In the case of meat consumption, we don’t like to see, hear or think about the suffering that farmed animals experience, because it makes us feel uneasy about our food choices. So, we might scroll quickly past the graphic video of farmed animal abuse on Facebook, or avoid sitting with the vegetarian at lunch. Heavens forbid they tell us where the meat in our sandwich came from!
By it’s own nature, and relative to other dissonance-reduction strategies, avoidance is something of an apologetic strategy. Those of us who use avoidance to resolve dissonance are simply seeking to avoid recognizing and confronting the issue at stake. Research has shown that, women tend to be more inclined to use so-called apologetic strategies, like avoidance and even dissociation, for dissonance reduction. In comparison, men seem to be more inclined to engage in those unapologetic or direct strategies, like the denial of animal pain, and human dominance.
Psychologist Heather Bray has found evidence of the use of avoidance in conversations between parents and their children around the topic of meat consumption. Heather found that as parents we might try to avoid the conversation about the origins of meat with our young and oftentimes, very inquisitive children. During Heather’s research, one parent wrote: “I picked my daughter up from school, and she yelled at me that I had lied. I asked, about what? She explained that a teacher had told her that meat came from animals. Until that time, I'd avoided the subject, although she had asked”. As super as they are, parents aren’t super human! Like most people, they can feel conflicted about eating meat and use avoidance to reduce dissonance.
Research by Mark Pancer and colleagues adds to the discussion on avoidance, providing evidence of our human ability to avoid empathy. In this experiment, researchers manipulated the presence of two empathic triggers – a charity donation box and a handicapped individual, stationed at a table in a busy corridor of the University of Saskatchewan. The researchers measured the distance that was maintained between each passerby and the table, both during the presence and absence of empathic triggers. The research team found that the presence of the charity donation box and the handicapped individual caused passersby to walk in a wider arc around the table, suggesting a tendency to avoid having to engage empathically. The researchers conclude that empathy avoidance may be driven by judgments about the costs inherent to empathizing. In this case, the cost was monetary loss, but other costs can include physical demand, emotional distress, wasted time, missed opportunities and even lifestyle changes.

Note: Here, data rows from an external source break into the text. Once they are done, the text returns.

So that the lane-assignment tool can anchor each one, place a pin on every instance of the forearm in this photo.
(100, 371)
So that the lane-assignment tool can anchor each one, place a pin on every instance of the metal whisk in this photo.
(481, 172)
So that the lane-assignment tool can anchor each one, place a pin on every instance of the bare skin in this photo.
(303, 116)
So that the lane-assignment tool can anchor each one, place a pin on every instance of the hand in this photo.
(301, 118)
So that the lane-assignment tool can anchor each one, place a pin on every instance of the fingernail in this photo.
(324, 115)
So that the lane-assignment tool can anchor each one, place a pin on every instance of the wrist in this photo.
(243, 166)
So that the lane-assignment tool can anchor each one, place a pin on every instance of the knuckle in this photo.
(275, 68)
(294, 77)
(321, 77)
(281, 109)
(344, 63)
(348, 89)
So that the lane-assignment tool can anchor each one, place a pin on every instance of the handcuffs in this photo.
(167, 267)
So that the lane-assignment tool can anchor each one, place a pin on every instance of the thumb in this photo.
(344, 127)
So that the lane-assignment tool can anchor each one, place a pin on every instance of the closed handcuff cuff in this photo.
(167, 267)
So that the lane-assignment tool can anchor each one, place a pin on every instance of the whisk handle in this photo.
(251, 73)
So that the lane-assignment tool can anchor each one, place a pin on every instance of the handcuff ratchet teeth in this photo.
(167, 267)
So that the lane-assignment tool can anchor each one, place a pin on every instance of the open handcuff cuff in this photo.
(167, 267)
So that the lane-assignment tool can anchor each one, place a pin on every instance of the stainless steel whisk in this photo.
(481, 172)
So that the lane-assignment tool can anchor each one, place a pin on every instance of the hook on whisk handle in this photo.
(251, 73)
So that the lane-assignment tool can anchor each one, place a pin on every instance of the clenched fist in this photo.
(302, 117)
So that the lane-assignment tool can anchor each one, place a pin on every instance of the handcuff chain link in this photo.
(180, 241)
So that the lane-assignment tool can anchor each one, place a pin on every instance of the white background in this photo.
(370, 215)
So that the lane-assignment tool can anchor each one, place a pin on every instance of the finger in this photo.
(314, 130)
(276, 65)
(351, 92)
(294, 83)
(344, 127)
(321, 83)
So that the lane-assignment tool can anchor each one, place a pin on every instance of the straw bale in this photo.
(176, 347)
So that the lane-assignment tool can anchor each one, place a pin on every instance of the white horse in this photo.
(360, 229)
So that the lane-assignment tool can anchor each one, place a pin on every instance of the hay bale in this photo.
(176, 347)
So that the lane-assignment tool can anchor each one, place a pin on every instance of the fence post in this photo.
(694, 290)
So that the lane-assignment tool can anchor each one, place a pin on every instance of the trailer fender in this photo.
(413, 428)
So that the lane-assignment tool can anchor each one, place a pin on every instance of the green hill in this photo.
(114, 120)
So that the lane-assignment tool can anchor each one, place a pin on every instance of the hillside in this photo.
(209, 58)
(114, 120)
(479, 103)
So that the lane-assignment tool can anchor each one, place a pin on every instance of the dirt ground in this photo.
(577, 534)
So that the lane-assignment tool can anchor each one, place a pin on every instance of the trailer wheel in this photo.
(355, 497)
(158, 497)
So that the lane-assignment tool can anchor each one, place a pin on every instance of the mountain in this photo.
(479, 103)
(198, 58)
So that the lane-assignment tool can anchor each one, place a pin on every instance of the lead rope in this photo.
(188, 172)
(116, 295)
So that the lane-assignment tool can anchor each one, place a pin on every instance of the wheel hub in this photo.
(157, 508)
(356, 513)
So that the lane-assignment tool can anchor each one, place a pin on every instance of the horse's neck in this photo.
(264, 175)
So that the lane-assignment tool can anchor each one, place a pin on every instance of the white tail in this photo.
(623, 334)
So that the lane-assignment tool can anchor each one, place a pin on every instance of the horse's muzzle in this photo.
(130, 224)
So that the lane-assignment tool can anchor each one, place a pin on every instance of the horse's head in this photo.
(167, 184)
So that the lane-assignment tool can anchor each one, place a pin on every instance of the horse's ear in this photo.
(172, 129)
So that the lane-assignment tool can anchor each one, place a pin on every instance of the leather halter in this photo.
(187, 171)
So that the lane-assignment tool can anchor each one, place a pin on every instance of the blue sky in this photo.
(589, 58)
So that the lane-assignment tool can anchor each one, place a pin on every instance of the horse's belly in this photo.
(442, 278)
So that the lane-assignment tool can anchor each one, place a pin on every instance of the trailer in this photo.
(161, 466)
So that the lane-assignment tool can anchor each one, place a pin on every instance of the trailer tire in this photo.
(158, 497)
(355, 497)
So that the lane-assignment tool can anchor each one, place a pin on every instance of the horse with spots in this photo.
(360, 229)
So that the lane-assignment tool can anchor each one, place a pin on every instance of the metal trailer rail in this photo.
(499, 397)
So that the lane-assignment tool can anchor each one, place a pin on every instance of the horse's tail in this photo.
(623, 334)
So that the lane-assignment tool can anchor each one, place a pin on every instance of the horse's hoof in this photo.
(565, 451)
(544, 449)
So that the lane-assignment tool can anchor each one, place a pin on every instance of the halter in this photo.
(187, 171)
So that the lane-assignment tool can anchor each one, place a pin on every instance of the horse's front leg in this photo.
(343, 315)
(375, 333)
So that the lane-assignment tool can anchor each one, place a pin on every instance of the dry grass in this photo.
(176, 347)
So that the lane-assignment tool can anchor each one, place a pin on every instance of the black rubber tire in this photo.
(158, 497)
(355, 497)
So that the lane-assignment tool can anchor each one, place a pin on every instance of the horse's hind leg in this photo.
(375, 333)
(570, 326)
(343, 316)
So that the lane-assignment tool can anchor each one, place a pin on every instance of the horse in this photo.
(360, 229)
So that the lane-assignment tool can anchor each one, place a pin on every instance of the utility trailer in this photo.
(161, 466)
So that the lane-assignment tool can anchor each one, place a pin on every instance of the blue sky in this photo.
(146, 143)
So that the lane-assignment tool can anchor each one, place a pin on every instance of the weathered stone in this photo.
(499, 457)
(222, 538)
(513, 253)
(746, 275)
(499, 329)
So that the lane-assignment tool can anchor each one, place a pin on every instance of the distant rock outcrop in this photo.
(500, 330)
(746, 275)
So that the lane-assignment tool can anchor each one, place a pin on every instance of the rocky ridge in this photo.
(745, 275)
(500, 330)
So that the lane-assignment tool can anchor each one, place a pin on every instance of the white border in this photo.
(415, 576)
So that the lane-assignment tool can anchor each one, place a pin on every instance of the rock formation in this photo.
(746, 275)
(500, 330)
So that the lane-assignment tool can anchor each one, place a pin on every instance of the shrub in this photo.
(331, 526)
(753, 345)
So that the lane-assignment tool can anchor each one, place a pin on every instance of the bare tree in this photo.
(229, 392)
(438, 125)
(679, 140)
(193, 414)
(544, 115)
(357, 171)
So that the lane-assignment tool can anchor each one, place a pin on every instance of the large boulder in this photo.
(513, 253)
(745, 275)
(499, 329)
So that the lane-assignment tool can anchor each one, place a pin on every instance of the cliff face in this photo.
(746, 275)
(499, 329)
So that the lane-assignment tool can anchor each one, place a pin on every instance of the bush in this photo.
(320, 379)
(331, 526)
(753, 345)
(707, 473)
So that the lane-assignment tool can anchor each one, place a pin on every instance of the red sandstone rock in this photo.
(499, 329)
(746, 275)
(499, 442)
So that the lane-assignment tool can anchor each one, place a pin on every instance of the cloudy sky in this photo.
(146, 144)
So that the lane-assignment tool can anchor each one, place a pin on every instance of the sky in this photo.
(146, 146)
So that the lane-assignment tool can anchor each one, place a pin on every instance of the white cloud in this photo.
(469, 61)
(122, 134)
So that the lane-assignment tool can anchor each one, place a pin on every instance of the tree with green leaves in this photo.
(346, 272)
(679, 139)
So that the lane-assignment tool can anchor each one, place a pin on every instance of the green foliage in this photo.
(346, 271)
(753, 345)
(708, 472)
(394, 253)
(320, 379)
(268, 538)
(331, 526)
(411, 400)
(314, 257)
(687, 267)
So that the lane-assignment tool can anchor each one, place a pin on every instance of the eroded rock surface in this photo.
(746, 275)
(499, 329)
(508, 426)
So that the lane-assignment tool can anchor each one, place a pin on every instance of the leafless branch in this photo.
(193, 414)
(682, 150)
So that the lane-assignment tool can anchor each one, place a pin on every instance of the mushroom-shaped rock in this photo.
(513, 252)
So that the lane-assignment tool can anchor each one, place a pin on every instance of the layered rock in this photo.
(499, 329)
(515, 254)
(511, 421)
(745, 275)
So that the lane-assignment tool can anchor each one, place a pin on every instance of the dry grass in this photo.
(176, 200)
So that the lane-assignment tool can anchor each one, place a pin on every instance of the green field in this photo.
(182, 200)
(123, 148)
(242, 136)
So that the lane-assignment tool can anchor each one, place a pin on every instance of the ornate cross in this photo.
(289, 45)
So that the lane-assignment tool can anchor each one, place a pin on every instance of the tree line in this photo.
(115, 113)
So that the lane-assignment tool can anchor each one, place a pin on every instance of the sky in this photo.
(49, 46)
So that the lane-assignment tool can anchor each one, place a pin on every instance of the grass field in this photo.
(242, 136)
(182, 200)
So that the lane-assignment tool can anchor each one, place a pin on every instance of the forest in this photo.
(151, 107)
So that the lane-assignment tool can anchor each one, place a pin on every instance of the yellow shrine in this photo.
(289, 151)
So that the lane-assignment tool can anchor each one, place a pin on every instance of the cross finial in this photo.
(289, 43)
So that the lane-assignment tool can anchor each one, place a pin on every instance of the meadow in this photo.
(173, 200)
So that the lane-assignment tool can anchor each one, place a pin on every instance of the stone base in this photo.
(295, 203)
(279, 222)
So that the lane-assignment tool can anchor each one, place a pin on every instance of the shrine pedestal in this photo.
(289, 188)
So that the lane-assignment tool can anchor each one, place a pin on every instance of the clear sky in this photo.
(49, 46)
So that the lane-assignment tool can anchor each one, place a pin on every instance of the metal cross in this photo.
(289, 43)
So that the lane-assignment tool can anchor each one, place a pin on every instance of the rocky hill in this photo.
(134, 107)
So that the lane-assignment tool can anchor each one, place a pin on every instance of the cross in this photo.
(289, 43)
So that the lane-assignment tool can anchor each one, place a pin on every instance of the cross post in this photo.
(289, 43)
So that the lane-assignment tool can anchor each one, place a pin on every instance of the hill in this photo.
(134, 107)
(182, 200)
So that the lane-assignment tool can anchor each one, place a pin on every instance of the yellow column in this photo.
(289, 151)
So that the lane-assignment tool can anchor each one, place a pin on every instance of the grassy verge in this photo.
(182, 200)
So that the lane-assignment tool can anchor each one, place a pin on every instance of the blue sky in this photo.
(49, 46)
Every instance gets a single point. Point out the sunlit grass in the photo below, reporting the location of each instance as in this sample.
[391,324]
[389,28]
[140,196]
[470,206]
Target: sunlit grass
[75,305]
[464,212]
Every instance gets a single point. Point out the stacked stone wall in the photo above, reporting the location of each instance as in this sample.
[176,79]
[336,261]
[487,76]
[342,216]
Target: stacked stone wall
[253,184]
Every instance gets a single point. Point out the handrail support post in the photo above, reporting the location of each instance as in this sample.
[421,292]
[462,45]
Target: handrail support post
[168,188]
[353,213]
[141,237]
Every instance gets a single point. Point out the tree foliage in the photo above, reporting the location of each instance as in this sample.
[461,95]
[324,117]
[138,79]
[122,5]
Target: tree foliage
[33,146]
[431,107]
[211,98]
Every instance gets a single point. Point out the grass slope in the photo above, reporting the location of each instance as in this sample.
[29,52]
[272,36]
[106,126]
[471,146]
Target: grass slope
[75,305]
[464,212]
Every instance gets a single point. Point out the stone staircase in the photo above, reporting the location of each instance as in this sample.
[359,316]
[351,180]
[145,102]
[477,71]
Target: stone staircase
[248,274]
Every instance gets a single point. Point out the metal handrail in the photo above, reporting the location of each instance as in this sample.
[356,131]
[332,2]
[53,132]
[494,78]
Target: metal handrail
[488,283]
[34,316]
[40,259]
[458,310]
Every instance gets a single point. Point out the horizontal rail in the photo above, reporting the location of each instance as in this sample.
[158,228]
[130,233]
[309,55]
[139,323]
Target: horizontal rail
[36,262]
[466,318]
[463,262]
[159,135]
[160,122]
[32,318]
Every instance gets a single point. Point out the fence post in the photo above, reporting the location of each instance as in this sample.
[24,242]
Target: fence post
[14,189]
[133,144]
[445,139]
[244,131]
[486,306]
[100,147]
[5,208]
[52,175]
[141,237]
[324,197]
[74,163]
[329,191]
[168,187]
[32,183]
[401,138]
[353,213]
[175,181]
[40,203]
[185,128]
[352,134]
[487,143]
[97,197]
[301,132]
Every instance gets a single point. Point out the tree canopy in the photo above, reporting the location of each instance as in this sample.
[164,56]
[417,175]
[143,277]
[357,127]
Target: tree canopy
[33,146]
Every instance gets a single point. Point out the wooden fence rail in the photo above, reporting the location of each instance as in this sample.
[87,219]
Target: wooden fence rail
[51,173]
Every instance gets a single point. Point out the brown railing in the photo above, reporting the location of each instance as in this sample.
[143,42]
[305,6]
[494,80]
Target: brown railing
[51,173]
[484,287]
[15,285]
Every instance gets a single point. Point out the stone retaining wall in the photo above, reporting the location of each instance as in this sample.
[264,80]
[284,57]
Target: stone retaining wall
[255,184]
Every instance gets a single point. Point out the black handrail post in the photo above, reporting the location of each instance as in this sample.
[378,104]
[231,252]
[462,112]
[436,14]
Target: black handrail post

Our human ability to control and avoid empathy may add to processes that allows us to dissociate from animals and eat them. But, more often than not, avoidance is not an active, nor conscious process. According to Melanie Joy, most of us eat animals, not because we need to, nor even want to, but because we have been conditioned to by a widespread destructive belief system that operates outside of our conscious awareness. This invisible belief system is known as carnism and it supports our continued eating of a few select animals. Because carnism is an invisible belief system, and (until recently) has remained unnamed, eating animals seems to be a given rather than a choice. Ask yourself, have you ever wondered why we eat animals?
In reality, avoidance at the individual level is, largely, an unconscious process and some might argue, systemic. Consider the intelligent marketing of the animal agriculture industry, which has been designed in such a way that nothing in our environment at the point of purchase encourages us to consider the life of the animal that we intend to consume. Unlike the packaging of cigarettes, the truth about factory farming is not made explicit on the front of a bag of chicken nuggets. And, research suggests that these marketing efforts made by the animal agriculture industry are successful, as 67% of us say that we do not think about farmed animal suffering while shopping for meat.
As a whole, the animal agriculture industry, is removed from public consciousness. Industrial farms and slaughterhouses are located in remote and inaccessible places and we as consumers have little to no direct experience with farmers nor the production and slaughter and animals. The invisibility of our modern-day animal agriculture industry both encourages and enables our use of avoidance. As a result, avoidance has become something of a cultural norm.